Memory managment with threading

i came across this quote from @barry-scott in the PEP 703 post:

If you have the problem of a long running program growing in memory size then it is useful to kill off a worker process and spin up a new one.

doesn’t Python do it’s own memory management magically in the background somewhere? being new to threading as a now-i-need-to-manage-them concept, and working on a project that has seven continuously (aka: from 2months to 2 years non-stop) running threads, this quote has thrown me a bit of a wobbly: how do you kill a continuously running thread and spin up a new one without losing… uh… well, continuity? particularly in light of the other part of that same quote:

You cannot do that resource management with threads

so now i’m confused about whether or not i need memory management in my use-case (which sounds like i do given my project is also written in Python and runs for a loooong time) and whether or not it can even be done using the threaded architecture i just figured out how to use. can someone clarify this plz?

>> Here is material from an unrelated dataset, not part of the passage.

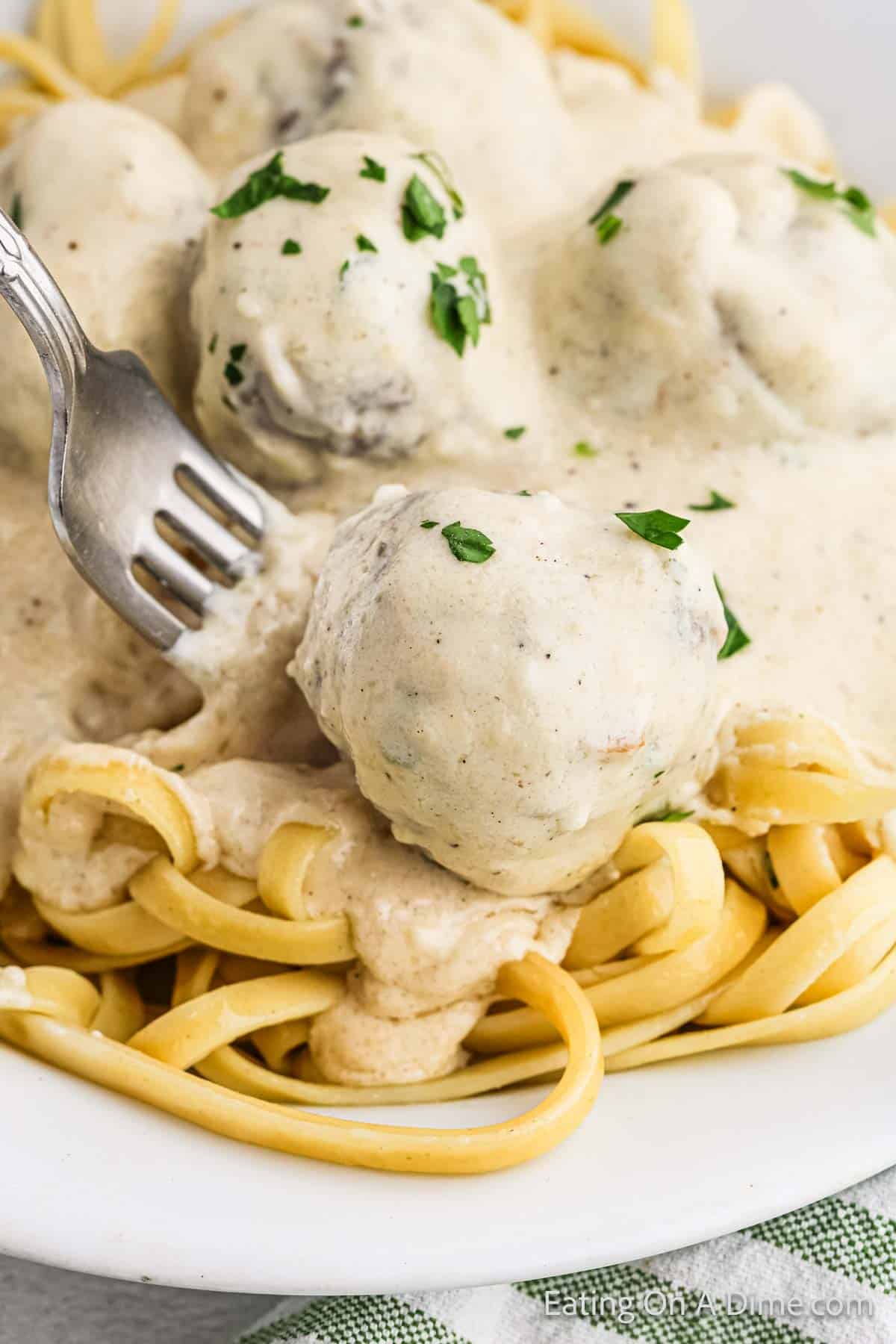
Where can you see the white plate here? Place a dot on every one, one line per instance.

I think the first question is to answer the conditional in Barry’s quote: do you have that problem? If you have threads that are running for months to years, it sounds like you don’t have any problems with memory growth.

The problem he describes is usually one of leaking memory. Python can manage its own memory just fine [1], but extensions written in other languages are more common culprits (notably C, others too). If you aren’t able to fix the memory leak because it’s someone else’s code or just too hard, then restarting the process every once in a while is a way around it.

  1. as long as you don’t hold on to stuff forever ↩︎


I’m going to throw a curveball here. Memory management is still something you may need to do manually. It’s just that certain cases are handled for you. When something is no longer used, it gets cleaned up.

The key is the ‘no longer used’. I’ve seen many times where little things wind up slowly (more/less) leaking memory. This matters more in long-running processes since the little bits add up.

Consider this (contrived) example:

from functools import cache

def add(a: int, b: int):
    return a + b

It adds numbers and caches the result. As far as the interpreter is concerned here, the cache must be fully persisted.

We can call add a few times, and it works great. The problem is my worker process calls it millions of times a minute with different value combinations. Let’s simulate that here:

import random

def get_random_number():
    return random.randint(0, 100_000_000)

for _ in range(10_000_000):
    add(get_random_number(), get_random_number())

After running that, my Python process is using almost 2 gigs of memory!

Now lets apply this same logic with a worker process (not thread yet). We could have a slow leak (or a fast one like this). When it’s really slow, its sometimes easier to just say ‘restart once a day’ or at some other interval. Typically that restart could just be a parent process killing the child and spawning a new child. That clears our leaks (for that process) and the new one can now run with less memory in use (for now at least).

There is a common misconception that memory leaks can’t happen in Python. They can and do… its just that they are at a higher level than the textbook examples in C/C++.

Now onto the ‘resource management with threads’ thought: I’m going to say that you actually can do resource management with threads, but it isn’t exactly typical and can even be detrimental in some cases.

Here’s an interesting case for using a process worker instead of threads on Linux:

On Linux our app could be running in a cgroup or some other memory-limiting apparatus. If the process with all our worker threads runs out of memory, it could be killed by the OOM-killer, ending our entire app. If each worker is a process, maybe just one (worker) process would get killed by the OOM-killer instead of all threads in a single process (at once), allowing our process to continue on. After all: the OOM-killer only kills full processes, not single threads.

In terms of killing a single thread. POSIX does provide pthread_cancel() and pthread_kill(). Windows similarly has TerminateThread(). These aren’t exported in native Python because its generally considered bad practice to kill a single thread. What if a thread is midway through IO, or some other operation? What if the thread is holding something like a threading.Lock? At least if a process is killed it can be cleaned up by the OS. It isn’t really easy for just a thread to be cleaned up. So killing a thread could leave the program in a weird state.

A better way to have an exit-able long running thread is to just periodically check a threading.Event or something similar for a signal to finish and exit. Then in the parent, set the event, call .join() and move on after. With long running operations, it could be tough to find a place to regularly check for the event and clean up. So that may also lead to someone using a Process instead since it can always be terminate()'d.

Now for memory usage as resource management with threads:

If a thread runs away wasting/leaking memory the other threads are in the same process space so even if the bad thread exits, we’re still generally stuck with possible lingering memory issues.

So how can we work around this?

In terms of the same memory space, we can sort of work around this via using both regular local and thread-local storage. Anything that is local/thread-local to the thread will be freed up when the thread exits (as opposed to global/shared memory which can be left behind).

Of course these are just some general pieces of guidance, every app is different and has its own quirks and needs.


wow! this is gold! thanks guys. i am so glad i asked this question.